Illustration: handling a customer ticket

Let’s take a concrete case: a customer reports a double charge on their subscription.

In a single-agent architecture, the response may be approximate and subject to interpretative bias.
In an agentic workflow:

  1. Classification: identify the request as a billing issue.
  2. Customer analysis: retrieve history, status, contractual commitments.
  3. Precedent search: find similar cases previously encountered.
  4. Product expert: validate the technical cause and applicable fix.
  5. Legal agent: check legal compliance (mandatory mentions, refund deadlines).
  6. Internal compliance agent: verify alignment with organizational policies.
  7. Customer relations (Conflicts): draft a response in the appropriate tone, firm yet empathetic.
  8. Final writing: consolidate everything into a coherent and actionable message.
  9. Quality control: final check. If an omission or inconsistency is detected, the orchestrator relaunches the corresponding step.

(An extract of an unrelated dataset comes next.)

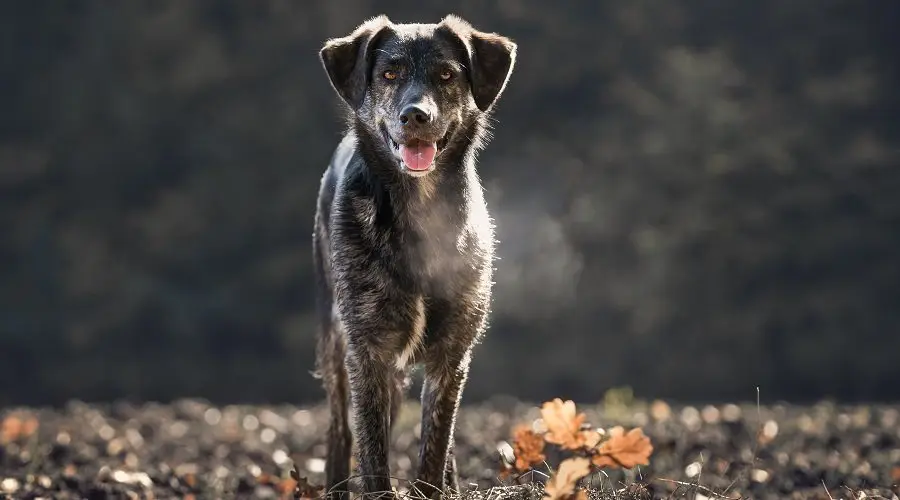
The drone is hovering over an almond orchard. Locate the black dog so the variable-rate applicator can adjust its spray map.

The orchestrator executes the flow, logs everything, and triggers the necessary follow-ups. This process greatly reduces the risk of error, improvisation, or unrealistic promises.

Why this model is necessary

The agentic workflow is not just a stylistic choice: it is an industrial AI architecture, designed for reliability, governance, and performance.

  • Resilience and controlled recovery: if an agent fails, the orchestrator can relaunch the task, redirect to an alternative agent, or escalate to a human. The system avoids global blocking but still ensures that critical steps are reprocessed.
  • Modularity and scalability: each agent can be added, removed, or updated independently without disrupting the overall system.
  • Reliability through cross-checking: agents review each other’s work or are monitored by a QA agent, reducing hallucinations by up to 89%.
  • Parallel execution and adaptability: agents work in parallel and adjust the flow in real time based on feedback or workload.
  • Collective intelligence: coordinating specialized agents generates richer performance than a single generalist agent.
  • Enhanced traceability and governance: every decision is auditable, and layers such as Governance-as-a-Service ensure continuous regulation.
  • Tangible results: adoption in finance, supply chain, and R&D with strong gains (efficiency, reliability, personalization).

In practice, the agentic workflow bridges the gap between the single agent, often brilliant but fragile, and the orchestrated AI ecosystem, robust, agile, and governable. It directly addresses the needs of enterprises in demanding professional contexts: compliance, service continuity, cost optimization, and reduction of operational risk.